Um herauszufinden, welche Mitarbeiter sich für eine herausgehobene Position eignen, gehen die beiden Geschäftsführer, so beteuern sie, mit offenen Augen durch den Betrieb, reden mit Mitarbeitern, so wie das auch die anderen Kollegen der oberen Managementebene machen. "Das hilft nicht nur potenzielle Führungskräfte zu identifizieren: Es ist auch das, was die Jüngeren heute erwarten. Man kann als Geschäftsführer nicht mehr im Elfenbeinturm sitzen, das machen die nicht mit. Die wollen Chefs, die mit ihnen reden und nicht in den alten Strukturen arbeiten. Sicherlich geht es nicht ohne eine gewisse Hierarchie, aber es ist völlig kontraproduktiv, sie zu sehr zu betonen", sagt Welte, der schon bei Renafan, einem großen Anbieter ambulanter Pflege, Geschäftsführer war.
Die jungen Talente müssen, wenn entdeckt, aber auch gefördert werden. Dass findet bei Azurit strukturiert statt. Es gibt seit über 20 Jahren ein Traineeprogramm, das schon von Puttkamer absolviert hat. So war es auch bei dem 23-jährigen Marc Kranepuhl, der gerade Hausleiter im Seniorenzentrum Palais-Balzac in Leipzig geworden ist: Er studierte an der Berufsakademie Plauen Gesundheits- und Sozialmanagement, Azurit war Praxispartner während dieses dualen, zweieinhalb Jahre dauernden Studiengangs. Anschließend nahm er am Traineeprogramm teil, arbeitete in verschiedenen Einrichtungen des Trägers und abschließend in der Unternehmenszentrale in Eisenberg. Zuletzt übernahm er für neun Monate interimistisch die Leitung des Seniorenzentrums Drei Tannen in Thalheim – jener Einrichtung, in der er schon sein Studium absolviert hatte.
Nachwuchs lässt sich auch ohne hauseigenes Traineeprogramm aufbauen
"Während seiner Zeit dort verantwortete er unter anderem die Eröffnung eines vierten Wohnbereichs. Wir können also mit Fug und Recht, dass wir ihn gut kannten, bevor wir ihn zum Hausleiter ernannt haben. Wir spürten deutlich: Kranepuhl ist herzerfrischend, er hat gezeigt, dass er Mitarbeiter begeistern kann. Die Beförderung war also keine Schnapsidee. Unsere Entscheidung ist, wenn man so möchte, organisch gewachsen", sagt von Puttkamer.
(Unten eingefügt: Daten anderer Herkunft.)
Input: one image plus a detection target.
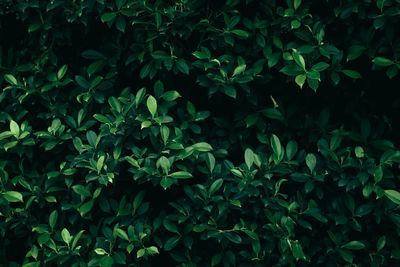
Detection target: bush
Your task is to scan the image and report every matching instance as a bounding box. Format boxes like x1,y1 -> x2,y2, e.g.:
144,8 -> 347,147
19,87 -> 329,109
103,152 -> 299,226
0,0 -> 400,267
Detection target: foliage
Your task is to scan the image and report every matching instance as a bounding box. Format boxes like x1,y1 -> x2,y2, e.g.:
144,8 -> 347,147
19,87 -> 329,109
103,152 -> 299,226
0,0 -> 400,267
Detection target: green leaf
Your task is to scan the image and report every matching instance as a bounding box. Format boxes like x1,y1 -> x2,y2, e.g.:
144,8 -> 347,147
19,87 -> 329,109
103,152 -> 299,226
75,75 -> 90,89
306,153 -> 317,173
140,121 -> 152,129
342,241 -> 365,250
10,120 -> 20,138
4,74 -> 18,86
49,210 -> 58,229
342,70 -> 362,79
294,74 -> 307,88
192,142 -> 213,152
168,171 -> 193,179
192,51 -> 210,59
176,58 -> 189,75
94,248 -> 108,255
354,146 -> 365,159
384,189 -> 400,205
160,125 -> 170,145
101,12 -> 117,22
208,178 -> 224,196
311,62 -> 329,72
57,65 -> 68,80
61,228 -> 72,245
146,246 -> 160,255
96,155 -> 105,173
115,228 -> 129,241
279,63 -> 304,76
136,248 -> 146,258
290,19 -> 301,29
292,49 -> 306,70
78,199 -> 94,216
161,91 -> 181,101
108,96 -> 122,113
293,0 -> 301,10
224,232 -> 242,244
2,191 -> 24,202
290,240 -> 306,261
206,153 -> 215,173
372,57 -> 394,67
93,113 -> 111,123
133,191 -> 146,215
376,236 -> 386,251
158,156 -> 171,174
270,134 -> 283,158
164,235 -> 181,251
286,140 -> 297,160
346,45 -> 365,61
86,131 -> 97,148
232,64 -> 246,77
231,29 -> 249,38
146,95 -> 157,118
244,148 -> 254,170
72,184 -> 92,197
71,230 -> 85,249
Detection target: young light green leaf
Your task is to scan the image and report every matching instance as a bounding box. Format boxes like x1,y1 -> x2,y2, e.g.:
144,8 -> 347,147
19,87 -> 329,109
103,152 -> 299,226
94,248 -> 108,255
158,156 -> 171,174
108,96 -> 121,113
96,155 -> 105,173
232,64 -> 246,77
160,125 -> 169,145
4,74 -> 18,86
292,49 -> 306,70
290,240 -> 306,260
61,228 -> 72,245
376,238 -> 386,251
244,148 -> 254,170
146,246 -> 160,255
306,153 -> 317,173
86,131 -> 97,148
115,228 -> 129,241
10,120 -> 20,138
146,95 -> 157,118
136,248 -> 146,258
192,142 -> 213,152
57,65 -> 68,80
270,134 -> 283,158
294,74 -> 307,88
206,153 -> 215,173
354,146 -> 365,159
286,140 -> 297,160
49,210 -> 58,229
133,191 -> 146,215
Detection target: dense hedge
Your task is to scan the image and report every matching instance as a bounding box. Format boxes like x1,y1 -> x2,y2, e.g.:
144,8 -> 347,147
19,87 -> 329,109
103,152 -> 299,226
0,0 -> 400,267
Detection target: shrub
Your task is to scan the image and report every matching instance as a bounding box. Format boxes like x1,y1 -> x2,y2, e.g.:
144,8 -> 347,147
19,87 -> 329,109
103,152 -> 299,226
0,0 -> 400,267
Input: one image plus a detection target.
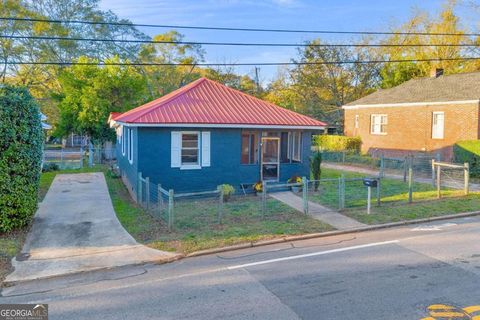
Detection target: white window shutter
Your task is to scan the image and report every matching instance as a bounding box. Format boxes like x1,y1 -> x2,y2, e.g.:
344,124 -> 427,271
170,131 -> 182,168
202,131 -> 210,167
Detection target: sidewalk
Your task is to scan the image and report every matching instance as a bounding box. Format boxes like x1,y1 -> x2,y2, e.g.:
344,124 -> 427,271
5,173 -> 178,283
269,191 -> 366,230
322,163 -> 480,191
Haben auch kleine Unternehmen so an die Rekrutierung ihres Nachwuchses heranzugehen wie Azurit mit seinen 60 Pflegezentren und rund 5.700 Mitarbeitern? "Selbstverständlich. Ich kann nur jedem raten, sich früh im eigenen Unternehmen nach geeigneten Kandidaten umzuschauen, wenn klar ist, dass in zwei, drei Jahren Führungspositionen nachbesetzt werden müssen", sagt Welte. "Man kann den Nachwuchs auch ohne hauseigenes Traineeprogramm aufbauen. Man lässt sie mit erfahrenen Führungskräften mitlaufen, schickt sie auf Fortbildungen und übergibt ihnen nach und nach mehr Verantwortung. Das motiviert und verstärkt die Bindung ans Unternehmen. Nachwuchsförderung ist keine Raketenwissenschaft."